# Streamlight Sidewinder Review



## subwoofer (May 20, 2012)

I’ve recently received four lights from Streamlight for review, the Sidewinder, PolyTac 90, Night Com UV and Sidewinder Compact II.

This is the first review of this series of four Streamlight lights and I’m starting with a distinctive light that has been around since 2007 (and updated in 2009 to the C4 LED), the Sidewinder.

Designed as a replacement for the older incandescent fixed right-angle military lights, the Sidewinder offers much more and is still relevant today.

The Sidewinder itself has three different versions each providing slightly different characteristics to fine tune the output to the individual user’s requirements. On test is the Sportsman version.









Initial Impressions:

The Sidewinder really is something a bit different. Love or hate its looks, call it ugly, industrial, or functional, but its design serves its function perfectly.

We are used to multiple emitters in lights these days, but usually to boost output; the Sidewinder uses four different emitters to give the user 20 different colour/brightness output options in one light.

Despite not looking ergonomically designed, the Sidewinder handles very well and is comfortable to use.
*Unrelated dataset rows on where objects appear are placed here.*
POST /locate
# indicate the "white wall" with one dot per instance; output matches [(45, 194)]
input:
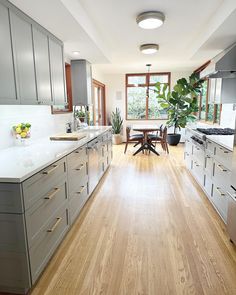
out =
[(43, 122), (115, 85)]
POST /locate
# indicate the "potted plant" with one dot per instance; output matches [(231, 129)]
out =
[(80, 114), (116, 123), (181, 103)]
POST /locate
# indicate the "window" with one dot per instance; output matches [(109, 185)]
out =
[(208, 112), (139, 106)]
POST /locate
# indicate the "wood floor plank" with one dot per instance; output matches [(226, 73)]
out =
[(148, 229)]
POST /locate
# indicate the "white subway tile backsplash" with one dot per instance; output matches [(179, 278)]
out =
[(43, 122)]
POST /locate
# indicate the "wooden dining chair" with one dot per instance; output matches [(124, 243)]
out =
[(160, 137), (134, 138)]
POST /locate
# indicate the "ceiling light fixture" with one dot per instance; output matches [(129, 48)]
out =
[(149, 48), (150, 19)]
Its adjustable angle head makes it possible to use the light in many different ways from a standard light to a MOLLE-mounted right-angle light.



What is in the box:

The Sidewinder comes in the blister-pack type of packaging.









It is simply supplied with an instruction manual and two Energizer Alkaline AA batteries.








Taking a closer look and looking inside:

Viewed from the front, with the head set in the 90° position shows the Sidewinders polycarbonate lens and the four emitters.






The head moves a total of 185° and is shown here straightened to make the Sidewinder more like a traditional light. Near to the head joint you can see the alternate fixing point for the clip. This allows you to choose which side to have the clip on depending on how you hold it and want to operate the switch.






As supplied the clip position seems to suit right-handed users. The clip is sturdy, and made of coated steel. IT allows for belt, MOLLE, and with the ACH mount, helmet mounting options.






Looking more closely at the LEDs, the white emitter is Streamlight’s C4 emitter (though C4 seems to cover many different LEDs) and the three standard 5mm coloured LEDs, red and blue either side of the green. The green LED is an infra-red LED on the military version.






The tailcap is secured with a metal thumb screw and is flat, allowing tail-standing and it will tail-stand even with the head at 90°.






In line with its military design, the tailcap is captive, being secured by a metal wire tether.






Looking down into the Sidewinder shows the contact design, which prevents problems caused by the batteries being inserted incorrectly. The Sidewinder case has tactile raised dots to indicate the positive battery terminal position, so you can change batteries in the dark, by feel alone.






Shown with the white LED lit.






And here the raised positive terminal indicator can be seen on the top near the tail-cap.









Modes and User Interface:

“20 flashlights in one” is one of the claims made for this light. This refers to the set of five modes which are repeated for each of the four emitters.

Each emitter has Max, High, Medium, Low and Flashing modes available. For the Sportsman model on review, the Sidewinder turns on in Max and has red green and blue coloured LEDs.

Here the coloured LEDs are all shown on at once using a triple exposure for the photo, changing mode between exposures.






To change mode the rubber dome switch is held down to cycle through the modes and follows the sequence Max -> High -> Medium -> Low -> Medium -> High -> …… so unlike many lights it ramps up and down and does not jump straight from Max to low.

A quick double click enters the flashing mode which is set at Max output.

Surrounding the switch is a selector ring for the emitter. This must be pulled up, rotated and dropped back down to lock in the selection. The emitter can be changed while the light is in any mode without changing the mode. Two hands are needed to change the emitter and the selector ring has a raised section to allow for tactile LED changes.



Batteries and output:

Streamlight specify only alkaline or lithium AAs can be used. However three types of AA cell were compared; Ni-Mh, Alkaline and Lithium cells. The result was that the Sidewinder gave the same output on each of these on all levels. All further tests were carried out using Sanyo Eneloops.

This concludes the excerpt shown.